Koko Takes a Holiday
Page 11
“You were wondering what? Leave me alone.”
“Hold on a second, will you?”
“I don’t care if you’re a retired security or not, if you don’t beat it in five seconds, I’ll drop you.”
What? Five seconds? Holy—what was this woman’s deal? Here he is, just trying to make her day, just trying to be nice, and she wants to kick his butt? The chips, Flynn thinks. Right. Quickly tell her about the chips.
“Listen, do you, um, do you want my credits?”
“What?”
“I said, do you want my credits? My winnings.”
The woman scrutinizes Flynn. Looks him up and down. “Is this some kind of a joke?”
“Not at all.”
“Look, buddy, I’m not interested, okay?”
“But I’m serious.”
“As am I. What the—who are you? Is this more of your sorry attempt at flirting with me?”
“No, it’s not flirting at all. I swear it.” Flynn slowly holds up one hand, and with the other he carefully reaches into his front pocket. He grabs a fistful of his chips and holds them out in his palm for the woman to see. “Here. Take them. Take them all. For real, I swear. It’s not a joke. It’s kind of hard to explain, but I’m sort of celebrating tonight.”

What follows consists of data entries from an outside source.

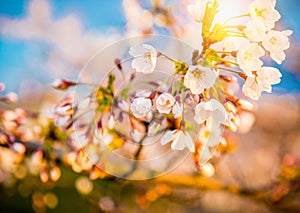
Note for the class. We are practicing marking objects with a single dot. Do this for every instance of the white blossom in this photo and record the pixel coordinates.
(145, 57)
(255, 31)
(263, 81)
(179, 139)
(154, 128)
(165, 102)
(79, 139)
(140, 107)
(248, 58)
(212, 111)
(197, 10)
(276, 42)
(265, 12)
(199, 78)
(177, 110)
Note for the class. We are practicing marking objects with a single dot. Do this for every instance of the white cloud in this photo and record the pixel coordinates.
(71, 46)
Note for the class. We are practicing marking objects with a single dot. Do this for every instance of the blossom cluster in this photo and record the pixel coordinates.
(189, 110)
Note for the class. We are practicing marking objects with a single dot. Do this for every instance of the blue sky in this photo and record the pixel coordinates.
(96, 15)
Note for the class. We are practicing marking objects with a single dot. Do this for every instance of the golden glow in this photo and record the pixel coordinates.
(231, 8)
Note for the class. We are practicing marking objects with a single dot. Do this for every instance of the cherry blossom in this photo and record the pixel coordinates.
(263, 81)
(199, 78)
(248, 58)
(210, 136)
(180, 140)
(165, 102)
(212, 111)
(265, 12)
(197, 10)
(140, 107)
(276, 42)
(255, 31)
(145, 57)
(177, 110)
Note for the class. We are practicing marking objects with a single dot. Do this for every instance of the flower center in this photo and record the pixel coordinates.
(247, 56)
(148, 57)
(261, 13)
(197, 73)
(273, 40)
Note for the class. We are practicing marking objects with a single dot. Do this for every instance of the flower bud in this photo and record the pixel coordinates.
(62, 84)
(245, 105)
(44, 176)
(55, 173)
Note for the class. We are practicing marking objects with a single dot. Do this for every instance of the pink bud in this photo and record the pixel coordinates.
(55, 173)
(44, 176)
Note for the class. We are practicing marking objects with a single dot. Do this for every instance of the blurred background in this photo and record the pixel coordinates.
(41, 40)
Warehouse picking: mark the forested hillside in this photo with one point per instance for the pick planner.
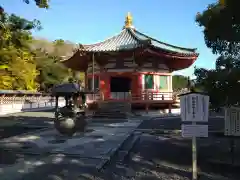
(28, 63)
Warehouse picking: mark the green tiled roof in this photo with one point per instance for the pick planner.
(130, 38)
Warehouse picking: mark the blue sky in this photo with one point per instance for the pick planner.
(90, 21)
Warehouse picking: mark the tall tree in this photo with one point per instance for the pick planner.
(179, 82)
(15, 56)
(40, 3)
(221, 23)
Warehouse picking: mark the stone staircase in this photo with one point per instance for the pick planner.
(120, 110)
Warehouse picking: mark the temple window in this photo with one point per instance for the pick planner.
(163, 84)
(149, 82)
(96, 83)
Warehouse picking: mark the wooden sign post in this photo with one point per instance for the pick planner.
(194, 109)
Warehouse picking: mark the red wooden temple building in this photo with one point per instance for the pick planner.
(131, 66)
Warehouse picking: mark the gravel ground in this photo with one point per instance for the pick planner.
(168, 156)
(154, 156)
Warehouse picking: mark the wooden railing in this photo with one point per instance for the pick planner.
(144, 96)
(15, 97)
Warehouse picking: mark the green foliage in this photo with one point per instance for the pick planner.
(40, 3)
(27, 63)
(221, 23)
(179, 82)
(15, 57)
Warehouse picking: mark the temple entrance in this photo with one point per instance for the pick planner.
(120, 87)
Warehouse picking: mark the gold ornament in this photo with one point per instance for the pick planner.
(128, 20)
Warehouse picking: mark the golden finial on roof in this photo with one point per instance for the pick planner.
(128, 20)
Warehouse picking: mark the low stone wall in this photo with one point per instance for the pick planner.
(27, 106)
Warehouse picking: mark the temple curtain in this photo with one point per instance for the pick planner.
(149, 82)
(96, 83)
(163, 84)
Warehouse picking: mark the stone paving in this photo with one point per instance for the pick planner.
(94, 148)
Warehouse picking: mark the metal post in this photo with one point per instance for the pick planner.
(194, 157)
(93, 71)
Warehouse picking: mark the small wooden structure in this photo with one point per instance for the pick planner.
(131, 66)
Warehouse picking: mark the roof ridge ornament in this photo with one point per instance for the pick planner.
(128, 21)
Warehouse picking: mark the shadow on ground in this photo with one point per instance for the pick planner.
(18, 123)
(158, 158)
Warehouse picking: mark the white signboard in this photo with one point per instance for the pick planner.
(194, 107)
(232, 121)
(189, 130)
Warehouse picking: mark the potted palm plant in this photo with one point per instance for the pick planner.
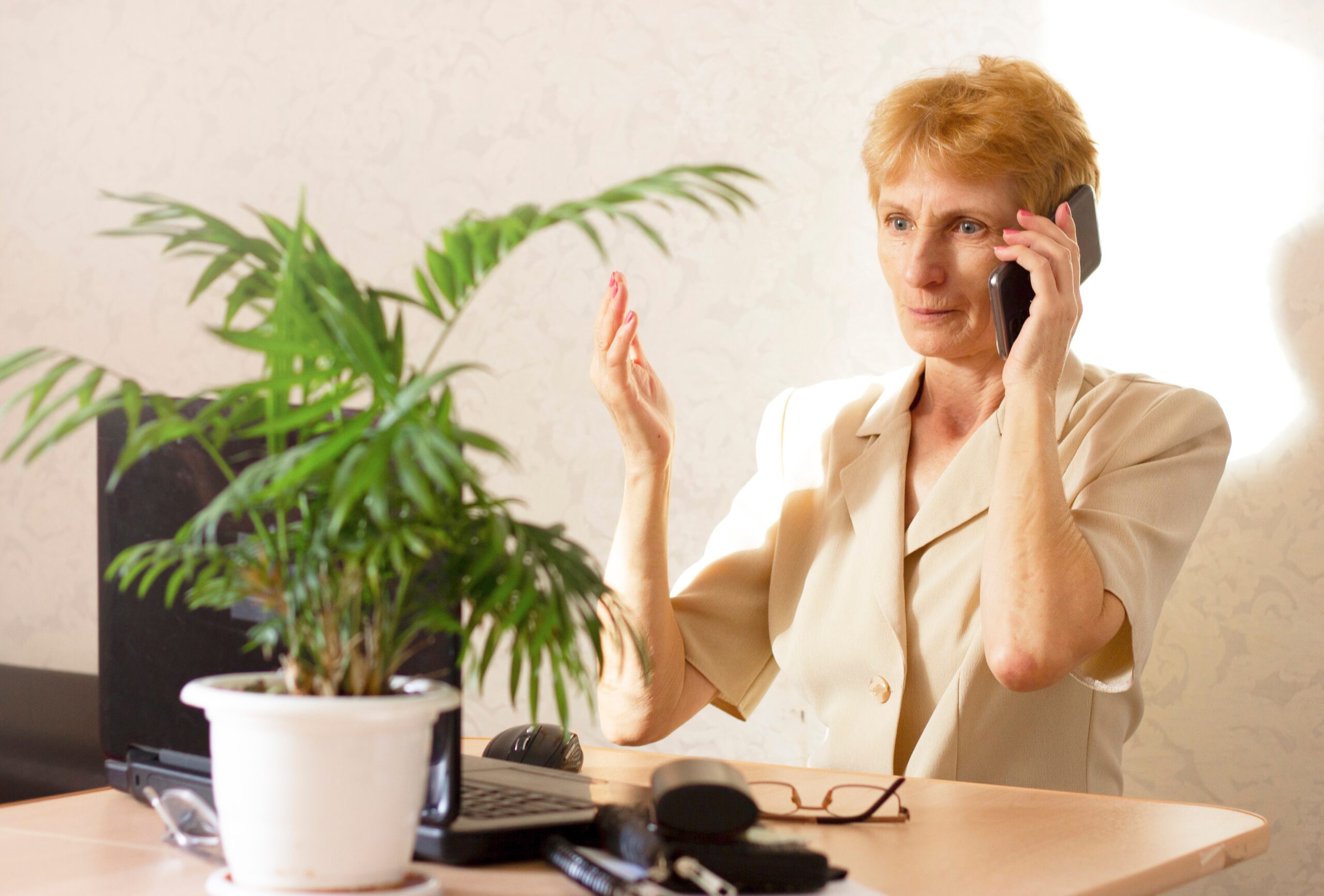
(370, 530)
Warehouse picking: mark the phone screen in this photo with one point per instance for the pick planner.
(1011, 290)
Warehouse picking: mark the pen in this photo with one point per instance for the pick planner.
(591, 875)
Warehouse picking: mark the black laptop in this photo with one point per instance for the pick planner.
(477, 809)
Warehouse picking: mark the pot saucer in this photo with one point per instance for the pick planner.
(415, 885)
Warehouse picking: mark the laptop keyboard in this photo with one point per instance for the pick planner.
(495, 801)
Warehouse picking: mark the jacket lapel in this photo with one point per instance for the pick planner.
(874, 483)
(874, 491)
(964, 489)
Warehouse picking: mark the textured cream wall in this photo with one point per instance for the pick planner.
(400, 115)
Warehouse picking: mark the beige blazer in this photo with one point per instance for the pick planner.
(815, 572)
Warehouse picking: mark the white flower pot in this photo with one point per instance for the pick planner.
(318, 793)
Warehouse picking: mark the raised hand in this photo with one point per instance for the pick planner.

“Celebrating? What do you mean, celebrating?”
“You know, my retirement.”
“What kind of idiot celebrates his retirement by giving away credits to a complete stranger?”
“I guess I do.”
“Drinking seltzer back there at the table and making conversation—I’ll lay even odds you’re blotto. Sheesh, who goes around doing something like this? Are you mental or something?”
Well, Flynn admits to himself, there is that.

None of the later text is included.